Il progetto del ponte sullo Stretto va avanti da mesi, dice lui. Non si vede, ma va avanti. Esiste un “gruppo operativo” — parola sua — composto da un geometra in pensione, due influencer calabresi e un signore che ha costruito treni in miniatura per quarant’anni. Tutti volontari. Tutti patrioti. Nessuno ingegnere.
Durante l’emergenza treni dell’autunno, ha convocato un vertice urgente. La soluzione, si è capito, non stava nei binari, ma nei simboli. Rilanciare il treno come bandiera nazionale. Un’idea che ha portato a proposte di nuova denominazione: Freccia Tricolore. Rotaia Sovrana. Binario della Libertà. Il patriottismo scorre sui binari. Magari in ritardo, ma con orgoglio.
Nei G7 dei trasporti chiede se può presentarsi in divisa da capotreno. Quando gli rispondono “non è previsto”, arriva con il fischietto. E lo usa.
In un momento particolarmente creativo ha immaginato di rendere obbligatoria una bandiera italiana sul parabrezza di ogni mezzo pubblico. La motivazione ufficiale: senso di appartenenza. Quella reale. Piace a lui.
Nel frattempo, treni soppressi. Autobus spariti. Strade dimenticate. Ma Salvini taglia nastri, abbraccia sindaci, saluta con il cuore. Ogni volta che un’opera viene rimandata, ripete che è colpa della burocrazia.
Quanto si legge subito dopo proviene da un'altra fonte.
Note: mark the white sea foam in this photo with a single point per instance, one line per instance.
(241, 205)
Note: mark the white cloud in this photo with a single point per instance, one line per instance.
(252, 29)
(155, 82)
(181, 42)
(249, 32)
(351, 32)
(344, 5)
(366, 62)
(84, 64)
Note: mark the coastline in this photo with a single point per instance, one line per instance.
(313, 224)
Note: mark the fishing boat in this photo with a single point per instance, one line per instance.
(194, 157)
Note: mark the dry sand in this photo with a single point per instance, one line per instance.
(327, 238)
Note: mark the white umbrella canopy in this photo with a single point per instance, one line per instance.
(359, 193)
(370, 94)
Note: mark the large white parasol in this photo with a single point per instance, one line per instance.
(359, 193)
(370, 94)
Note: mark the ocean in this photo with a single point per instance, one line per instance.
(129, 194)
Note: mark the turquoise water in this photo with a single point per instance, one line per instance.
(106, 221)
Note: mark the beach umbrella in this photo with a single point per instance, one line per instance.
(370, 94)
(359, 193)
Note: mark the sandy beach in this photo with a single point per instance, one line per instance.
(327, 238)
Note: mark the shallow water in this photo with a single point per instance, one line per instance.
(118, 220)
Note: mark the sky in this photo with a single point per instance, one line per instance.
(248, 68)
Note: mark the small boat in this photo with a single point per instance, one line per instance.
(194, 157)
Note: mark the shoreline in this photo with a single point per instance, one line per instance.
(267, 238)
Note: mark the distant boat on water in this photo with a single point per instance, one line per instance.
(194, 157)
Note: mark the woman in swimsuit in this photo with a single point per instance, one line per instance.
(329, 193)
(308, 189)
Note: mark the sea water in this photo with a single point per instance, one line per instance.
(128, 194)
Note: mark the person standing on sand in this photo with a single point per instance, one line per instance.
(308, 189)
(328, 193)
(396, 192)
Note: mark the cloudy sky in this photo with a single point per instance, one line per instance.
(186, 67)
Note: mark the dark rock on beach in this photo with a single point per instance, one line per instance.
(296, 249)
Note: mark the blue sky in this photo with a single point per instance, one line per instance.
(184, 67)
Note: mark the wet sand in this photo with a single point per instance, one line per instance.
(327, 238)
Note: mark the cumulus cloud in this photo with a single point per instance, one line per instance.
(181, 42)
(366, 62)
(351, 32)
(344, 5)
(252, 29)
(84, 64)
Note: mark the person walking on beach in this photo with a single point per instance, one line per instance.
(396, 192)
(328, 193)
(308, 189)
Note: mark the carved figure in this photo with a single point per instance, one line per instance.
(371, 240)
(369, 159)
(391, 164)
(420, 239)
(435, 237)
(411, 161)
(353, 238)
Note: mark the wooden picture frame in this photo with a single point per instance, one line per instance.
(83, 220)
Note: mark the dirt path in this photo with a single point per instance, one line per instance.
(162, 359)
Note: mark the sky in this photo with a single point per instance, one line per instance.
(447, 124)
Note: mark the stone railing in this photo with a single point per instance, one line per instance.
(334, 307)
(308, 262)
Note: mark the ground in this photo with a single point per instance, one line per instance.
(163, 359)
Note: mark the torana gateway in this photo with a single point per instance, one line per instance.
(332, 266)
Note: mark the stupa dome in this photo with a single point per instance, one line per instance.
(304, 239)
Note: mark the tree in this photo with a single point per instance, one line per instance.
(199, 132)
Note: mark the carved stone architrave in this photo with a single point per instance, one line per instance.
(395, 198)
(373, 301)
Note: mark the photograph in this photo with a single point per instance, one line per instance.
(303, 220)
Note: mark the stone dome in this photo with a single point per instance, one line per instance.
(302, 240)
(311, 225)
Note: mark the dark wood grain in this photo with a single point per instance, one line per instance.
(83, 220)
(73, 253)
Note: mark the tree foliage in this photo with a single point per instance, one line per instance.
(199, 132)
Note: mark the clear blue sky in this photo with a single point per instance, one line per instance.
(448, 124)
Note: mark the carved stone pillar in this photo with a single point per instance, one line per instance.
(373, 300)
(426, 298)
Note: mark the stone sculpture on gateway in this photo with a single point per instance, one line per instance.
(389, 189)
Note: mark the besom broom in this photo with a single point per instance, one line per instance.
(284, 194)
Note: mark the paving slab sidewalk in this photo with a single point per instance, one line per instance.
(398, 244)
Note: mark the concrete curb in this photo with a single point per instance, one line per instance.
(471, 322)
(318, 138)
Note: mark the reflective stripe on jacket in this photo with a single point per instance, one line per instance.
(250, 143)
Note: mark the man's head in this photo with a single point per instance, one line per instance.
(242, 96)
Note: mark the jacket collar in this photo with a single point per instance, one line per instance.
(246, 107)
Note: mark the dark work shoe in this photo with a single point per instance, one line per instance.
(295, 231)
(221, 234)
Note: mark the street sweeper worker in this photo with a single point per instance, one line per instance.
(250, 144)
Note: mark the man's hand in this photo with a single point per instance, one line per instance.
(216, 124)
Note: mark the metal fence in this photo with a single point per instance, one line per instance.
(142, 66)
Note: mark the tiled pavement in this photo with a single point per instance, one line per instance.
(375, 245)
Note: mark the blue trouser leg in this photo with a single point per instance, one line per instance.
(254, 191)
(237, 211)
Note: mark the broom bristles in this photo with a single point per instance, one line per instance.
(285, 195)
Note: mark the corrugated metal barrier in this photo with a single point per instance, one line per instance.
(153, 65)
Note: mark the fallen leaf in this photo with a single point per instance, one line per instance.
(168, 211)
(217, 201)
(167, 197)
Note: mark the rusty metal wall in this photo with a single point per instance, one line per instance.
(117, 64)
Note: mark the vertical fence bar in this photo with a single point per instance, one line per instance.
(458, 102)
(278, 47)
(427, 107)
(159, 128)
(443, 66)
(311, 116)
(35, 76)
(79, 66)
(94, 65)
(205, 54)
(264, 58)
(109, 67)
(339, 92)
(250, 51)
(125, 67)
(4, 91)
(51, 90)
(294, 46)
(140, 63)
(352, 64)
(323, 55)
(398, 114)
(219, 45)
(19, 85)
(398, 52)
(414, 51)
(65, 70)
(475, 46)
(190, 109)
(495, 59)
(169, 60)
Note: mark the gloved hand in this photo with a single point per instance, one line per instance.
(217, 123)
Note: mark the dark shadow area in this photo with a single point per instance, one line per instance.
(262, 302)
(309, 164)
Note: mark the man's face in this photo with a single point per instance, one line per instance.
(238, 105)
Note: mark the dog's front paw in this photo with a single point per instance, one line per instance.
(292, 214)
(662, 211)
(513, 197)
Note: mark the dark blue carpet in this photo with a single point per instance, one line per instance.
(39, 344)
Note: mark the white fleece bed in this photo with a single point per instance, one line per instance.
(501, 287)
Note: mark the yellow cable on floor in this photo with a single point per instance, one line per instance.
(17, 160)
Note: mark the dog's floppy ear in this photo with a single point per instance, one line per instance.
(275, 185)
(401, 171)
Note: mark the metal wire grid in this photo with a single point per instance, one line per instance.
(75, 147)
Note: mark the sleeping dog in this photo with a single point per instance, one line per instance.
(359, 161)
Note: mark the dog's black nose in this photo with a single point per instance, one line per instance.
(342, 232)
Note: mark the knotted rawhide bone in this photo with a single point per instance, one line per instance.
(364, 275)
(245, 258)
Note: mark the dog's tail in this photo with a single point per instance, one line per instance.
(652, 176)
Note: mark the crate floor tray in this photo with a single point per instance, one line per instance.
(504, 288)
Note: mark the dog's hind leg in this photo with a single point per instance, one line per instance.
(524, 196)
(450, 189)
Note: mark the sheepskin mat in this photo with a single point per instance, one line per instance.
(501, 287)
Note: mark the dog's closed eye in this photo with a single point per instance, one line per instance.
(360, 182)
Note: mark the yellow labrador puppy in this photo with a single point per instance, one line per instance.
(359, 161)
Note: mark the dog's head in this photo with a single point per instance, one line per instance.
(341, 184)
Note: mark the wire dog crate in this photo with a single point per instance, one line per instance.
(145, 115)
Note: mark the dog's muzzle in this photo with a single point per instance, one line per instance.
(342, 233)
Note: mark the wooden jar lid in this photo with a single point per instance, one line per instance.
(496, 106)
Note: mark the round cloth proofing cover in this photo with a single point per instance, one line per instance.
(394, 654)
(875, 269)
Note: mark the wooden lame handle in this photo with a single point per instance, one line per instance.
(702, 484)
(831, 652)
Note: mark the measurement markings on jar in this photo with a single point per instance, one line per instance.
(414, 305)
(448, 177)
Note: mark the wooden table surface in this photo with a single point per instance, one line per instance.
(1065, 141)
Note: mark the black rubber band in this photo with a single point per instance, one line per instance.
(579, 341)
Ma siamo a buon punto. Sempre.
Il Ministro dei Trasporti non ama governare. Ama essere visto mentre sembra governare. È l’uomo che dà l’impressione che qualcosa stia accadendo, anche quando tutto è fermo. È una cerimonia in movimento. Un’infrastruttura di entusiasmo. Una diretta con retromarcia.
E poi c’è il Viminale. Il suo primo amore. Lì, dicono, ci torna ancora. In incognito. Quando sa che il Ministro dell’Interno è in trasferta. Arriva con un cappellino da baseball, chiede “un caffè al distributore” e poi si infila lungo i corridoi. Una volta ha lasciato un bigliettino sulla scrivania: “Torniamo presto. Abbiamo solo preso il Telepass.” Firmato: Nessuno. Un’altra volta ha cambiato la suoneria dell’interfono. Al posto del bip, partiva l’inno di Mameli. Solo il primo verso. Poi una voce che diceva: “Matteo c’è.” L’hanno scoperto. Ma non hanno fatto in tempo a ripristinare nulla. Il Ministro era già tornato al MIT. Con un sorriso soddisfatto e una brioche in tasca.
Ogni tanto, ai suoi collaboratori, dice a mezza voce: “Il ponte sullo Stretto va bene, ma il mio vero progetto è tornare di là.” E con “di là” non intende Dio. Intende il Viminale.
Ogni tanto, quando l’agenda lo consente, si ferma davanti al plastico di Lego. Sposta un mattoncino. Lo guarda da lontano. E dice, tra sé e sé: “Avanti tutta.”